Among the medical professionals mentioned prominently in the LCPS Newsletter were Dr. Victor Ngu, a young Cameroonian surgeon trained in Britain, who conceived the idea of establishing a West African Postgraduate Medical College, which later became the West African College of Surgeons. Similarly, the idea of a Postgraduate Medical College in Liberia was also conceived by a young Liberian, the late Dr. Abraham Saah Borbor, who had earlier completed his post-graduate training in Internal Medicine in Tanzania, East Africa. He was later appointed Head of the Department of Internal Medicine at the John F. Kennedy Medical Center.
It was during one of the morning medical rounds at the JFK that Dr. Borbor proposed to Dr. Robert Momo Kpoto that Liberia should establish its own Postgraduate Medical Training Program.

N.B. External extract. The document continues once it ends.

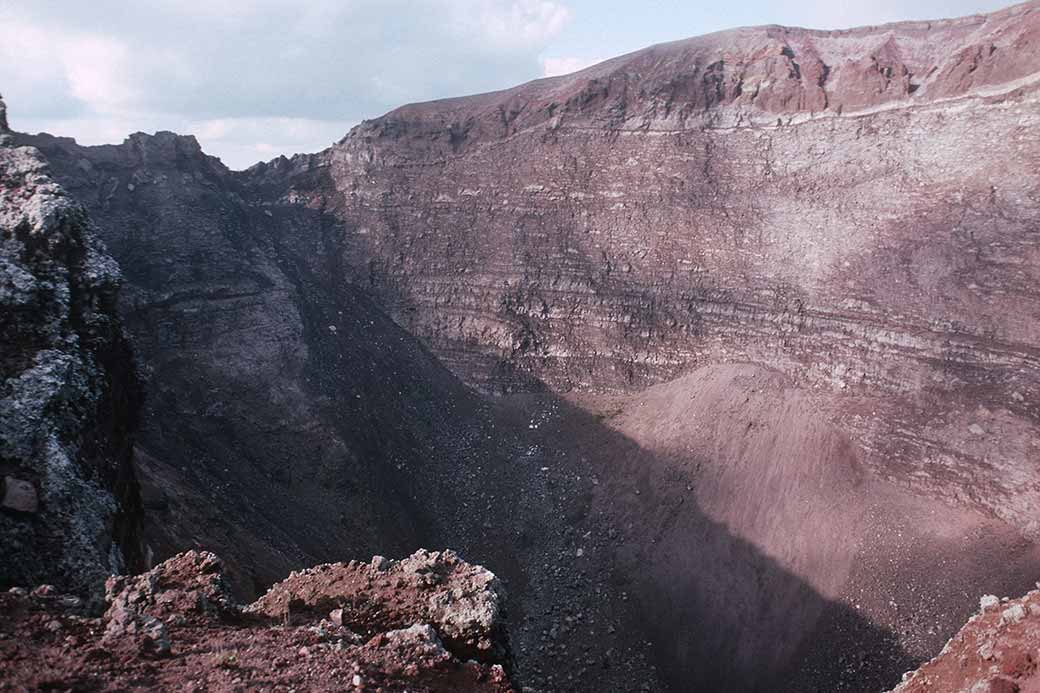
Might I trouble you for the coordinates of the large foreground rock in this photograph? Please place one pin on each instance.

Following the follow-up meeting, which including Dr. Kpoto, Dr. Borbor, Professor Joseph Njoh, who had just returned from Nigeria to work in the Department of Internal Medicine, and Dr. Benson Barr, former Dean of the A.M. Dogliotti College of Medicine, a proposal was written and given to the Minister of Health Emeritus, Dr. Walter Gwenigale, who immediately requested the Chief Medical Officer, Dr. Bernice Dahn, to form committees to have a Legislative Act passed in December 2012 and signed into handbill by President Ellen Johnson Sirleaf on May 22, 2013, establishing the Liberia College of Physicians and Surgeons (LCPS). Dr. Roseda E. Marshall, a trained pediatrician, was named the first President and Dr. Stephen B. Kennedy as first Secretary General.

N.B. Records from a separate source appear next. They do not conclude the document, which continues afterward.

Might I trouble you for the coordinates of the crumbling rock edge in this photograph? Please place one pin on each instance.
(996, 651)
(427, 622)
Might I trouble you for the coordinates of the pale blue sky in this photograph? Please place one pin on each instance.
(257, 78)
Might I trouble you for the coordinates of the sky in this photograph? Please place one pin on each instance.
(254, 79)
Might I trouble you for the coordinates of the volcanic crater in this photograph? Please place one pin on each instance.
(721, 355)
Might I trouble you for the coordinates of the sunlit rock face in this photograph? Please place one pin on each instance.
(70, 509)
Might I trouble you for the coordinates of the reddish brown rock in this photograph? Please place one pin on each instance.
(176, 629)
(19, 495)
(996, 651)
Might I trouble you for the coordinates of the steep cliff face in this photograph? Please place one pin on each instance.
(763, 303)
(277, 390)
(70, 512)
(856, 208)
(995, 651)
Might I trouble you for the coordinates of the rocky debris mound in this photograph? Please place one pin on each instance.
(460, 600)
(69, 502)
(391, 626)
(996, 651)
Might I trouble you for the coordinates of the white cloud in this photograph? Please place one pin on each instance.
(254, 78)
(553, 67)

A Technical Working Group (TWG), headed by Dr. Bernice Dahn, subsequently visited Ghana and Nigeria to study the West African model of postgraduate medical training.
All of this culminated in the successful launching of the Liberia College of Physicians and Surgeons on September 30, 2013, by former Vice President of Liberia, Joseph Nyuma Boakai.

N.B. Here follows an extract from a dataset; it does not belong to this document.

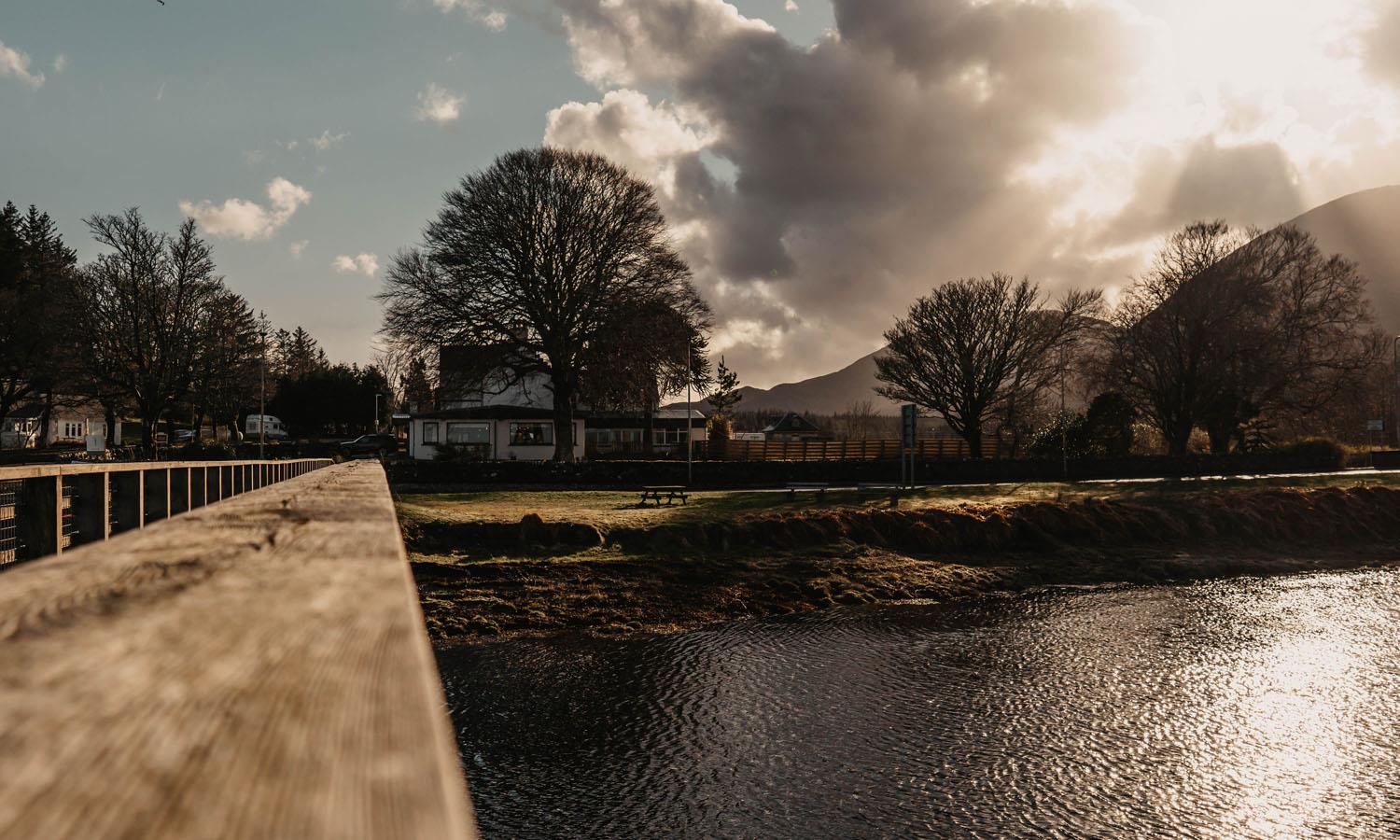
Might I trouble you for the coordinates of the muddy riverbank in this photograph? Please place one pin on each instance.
(490, 580)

In 2017 Dr. Wilhelmina Dahn, who later became Health Minister of Liberia, and four of her colleagues were Certificated
into the Fellowship Program of the LCPS, during its second Annual General Meeting.
The LCPS Department of Surgery is headed by Prof. Dr. Samuel Varney Sherman, a son of Grand Cape Mount County. Varney took his first degree from Cuttington College and Divinity School (now Cuttington University) in 1958. It was an outstanding class that produced four medical doctors, several outstanding theologians, including the Rev. George D. Brown, who later was elected bishop of the Episcopal Diocese of Liberia.
The other 1958 Cuttington Classmate was Trinity Cathedral Canon Burgess Carr, who later was appointed General Secretary of the All Africa Conference of Churches (AACC), the leading pan-African church body. The other medical doctors the Cuttington Class of 1958 produced were Dr. Kate Bryant, Liberia’s first pediatrician; Dr. Rubell Brewer, Liberia’s first pathologist, and Dr. Joseph Diggs, Liberia’s first professional radiologist. Varney Freeman matriculated, along with classmate Dr. Kate Bryant and classmate Rubell Brewer, to the University of Bologna in Italy, where they were qualified in Medicine. Varney went on to qualify in Surgery in England, and returned to Liberia to work with the LAMCO Hospital in Buchanan, Grand Bassa County. During his sojourn at the LAMCO Hospital in Buchanan, he performed the first Solo Surviving Brain Surgery in Liberia. During the Liberian civil crisis, Dr. Freeman worked as a surgeon in several hospitals in the United Kingdom.
Another rising surgeon in Liberia, product of the LCPS, is Dr. Lawuobah Gbozee, MD, MLCS, who was voted on October 28, 2018 with the distinction as the best performing resident in the Faculty of Surgery.